I didn’t want to prolong the conversation as I felt that I had made my point. I summed up the situation saying that I hated to see US-India relations risked by irresponsible talk. We were not fascists, we had not trained songbirds to spy in India. The American leadership was particularly sensitive now; and we had been careful what we had said about India. We had not said anything about Sikkim and we had not criticized India’s nuclear test. It was a ridiculous situation in which our relations with the Soviet Union were better than those with India. Until Mrs. Gandhi had spoken about a week ago, I had never heard the US mentioned as a friend.
8.
Chavan called attention to the restraint which he had exercised when he had been questioned about the US at the airport on his return to India on the previous day (he had been [Page 5] careful, as he ordinarily is). He said that when I returned to the US he wanted me to go back with a warmer feeling. He had told the Indian chairmen of the subcommissions to get to work; if the results were good then they could see about the commission meeting in Washington. India wanted friendly relations with the US. He did not want hard feelings. When I started to leave after we had talked about twenty five minutes, he urged me to stay, saying he had reserved time for a longer talk. I nevertheless departed.
9.
I didn’t expect that Chavan would be able to give a satisfactory answer on the spot, and, as is obvious, he did not. We cannot accept a situation in which we listen only to Mrs. Gandhi and Chavan while any other Minister can say whatever he likes about us. It will, nevertheless, be an improvement if the restraint being currently exercised by the Prime Minister and the Foreign Minister continues.

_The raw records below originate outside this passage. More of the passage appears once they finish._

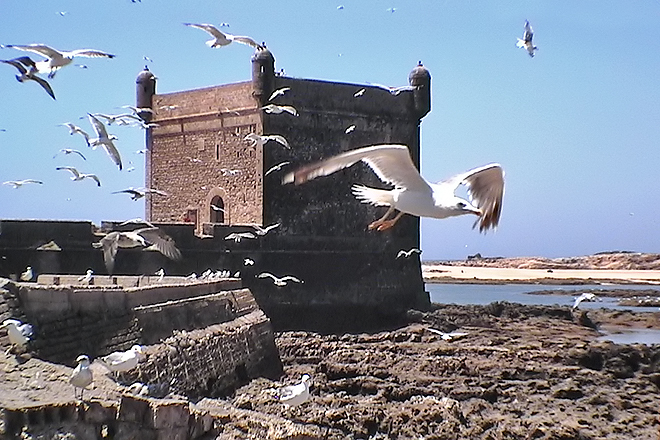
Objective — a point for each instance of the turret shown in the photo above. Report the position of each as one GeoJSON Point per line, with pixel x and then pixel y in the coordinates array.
{"type": "Point", "coordinates": [145, 87]}
{"type": "Point", "coordinates": [421, 79]}
{"type": "Point", "coordinates": [263, 74]}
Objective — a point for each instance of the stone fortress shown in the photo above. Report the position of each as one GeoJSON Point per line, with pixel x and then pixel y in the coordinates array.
{"type": "Point", "coordinates": [217, 184]}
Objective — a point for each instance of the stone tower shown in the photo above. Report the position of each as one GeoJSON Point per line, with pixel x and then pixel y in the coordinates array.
{"type": "Point", "coordinates": [198, 155]}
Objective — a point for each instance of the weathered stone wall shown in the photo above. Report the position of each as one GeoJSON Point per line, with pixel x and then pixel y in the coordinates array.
{"type": "Point", "coordinates": [197, 152]}
{"type": "Point", "coordinates": [132, 419]}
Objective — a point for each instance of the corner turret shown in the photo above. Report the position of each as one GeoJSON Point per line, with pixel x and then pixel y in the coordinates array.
{"type": "Point", "coordinates": [145, 87]}
{"type": "Point", "coordinates": [420, 78]}
{"type": "Point", "coordinates": [263, 74]}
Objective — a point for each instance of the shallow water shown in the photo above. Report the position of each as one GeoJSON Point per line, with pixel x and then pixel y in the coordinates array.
{"type": "Point", "coordinates": [518, 293]}
{"type": "Point", "coordinates": [482, 294]}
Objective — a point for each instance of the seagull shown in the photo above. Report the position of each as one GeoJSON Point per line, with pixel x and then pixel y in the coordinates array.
{"type": "Point", "coordinates": [138, 193]}
{"type": "Point", "coordinates": [80, 176]}
{"type": "Point", "coordinates": [57, 59]}
{"type": "Point", "coordinates": [238, 236]}
{"type": "Point", "coordinates": [394, 90]}
{"type": "Point", "coordinates": [277, 167]}
{"type": "Point", "coordinates": [278, 92]}
{"type": "Point", "coordinates": [526, 41]}
{"type": "Point", "coordinates": [28, 274]}
{"type": "Point", "coordinates": [81, 377]}
{"type": "Point", "coordinates": [87, 277]}
{"type": "Point", "coordinates": [408, 253]}
{"type": "Point", "coordinates": [19, 183]}
{"type": "Point", "coordinates": [277, 109]}
{"type": "Point", "coordinates": [121, 361]}
{"type": "Point", "coordinates": [586, 296]}
{"type": "Point", "coordinates": [280, 282]}
{"type": "Point", "coordinates": [262, 140]}
{"type": "Point", "coordinates": [412, 194]}
{"type": "Point", "coordinates": [153, 238]}
{"type": "Point", "coordinates": [70, 151]}
{"type": "Point", "coordinates": [222, 39]}
{"type": "Point", "coordinates": [294, 395]}
{"type": "Point", "coordinates": [22, 64]}
{"type": "Point", "coordinates": [263, 231]}
{"type": "Point", "coordinates": [104, 139]}
{"type": "Point", "coordinates": [447, 336]}
{"type": "Point", "coordinates": [18, 333]}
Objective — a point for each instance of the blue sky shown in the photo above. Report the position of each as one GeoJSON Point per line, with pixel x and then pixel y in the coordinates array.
{"type": "Point", "coordinates": [576, 128]}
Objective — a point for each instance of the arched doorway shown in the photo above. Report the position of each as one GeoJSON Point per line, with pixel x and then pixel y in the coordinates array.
{"type": "Point", "coordinates": [217, 214]}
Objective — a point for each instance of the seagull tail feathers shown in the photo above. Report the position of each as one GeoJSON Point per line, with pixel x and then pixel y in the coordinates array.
{"type": "Point", "coordinates": [377, 197]}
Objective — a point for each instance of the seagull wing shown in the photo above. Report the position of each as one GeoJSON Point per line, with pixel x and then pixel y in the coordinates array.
{"type": "Point", "coordinates": [90, 53]}
{"type": "Point", "coordinates": [40, 49]}
{"type": "Point", "coordinates": [161, 241]}
{"type": "Point", "coordinates": [391, 163]}
{"type": "Point", "coordinates": [211, 30]}
{"type": "Point", "coordinates": [486, 189]}
{"type": "Point", "coordinates": [73, 171]}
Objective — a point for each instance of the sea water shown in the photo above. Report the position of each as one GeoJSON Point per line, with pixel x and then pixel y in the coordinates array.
{"type": "Point", "coordinates": [481, 294]}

We will simply have to wait and see what the effect of my presentation is and then adjust the level of our relations to the situation which emerges. I also learned nothing from Chavan’s brief reference to the subcommission. His government has apparently still made no decision about whether or not to proceed to the commission meeting. In fact, Chavan had little to say, was flustered, but now has a good deal to think about. Of course, it will be Mrs. Gandhi’s reaction which is important and that is completely unpredictable.
Saxbe
  1. Source: Ford Library, National Security Adviser, Presidential Country Files for Middle East and South Asia, Box 12, India, State Telegrams to SecState NODIS (3). Confidential; Nodis. In subsequent unprinted Telegram 7163 from New Delhi, May 30, Saxbe reported that the Indian Government had subsequently toned down its criticism.
  2. Ambassador Saxbe related details of a meeting with Indian Foreign Minister Chavan on May 16, in which he stated strong U.S. reaction to “extreme and unwarranted criticism” on the part of the Indian Government.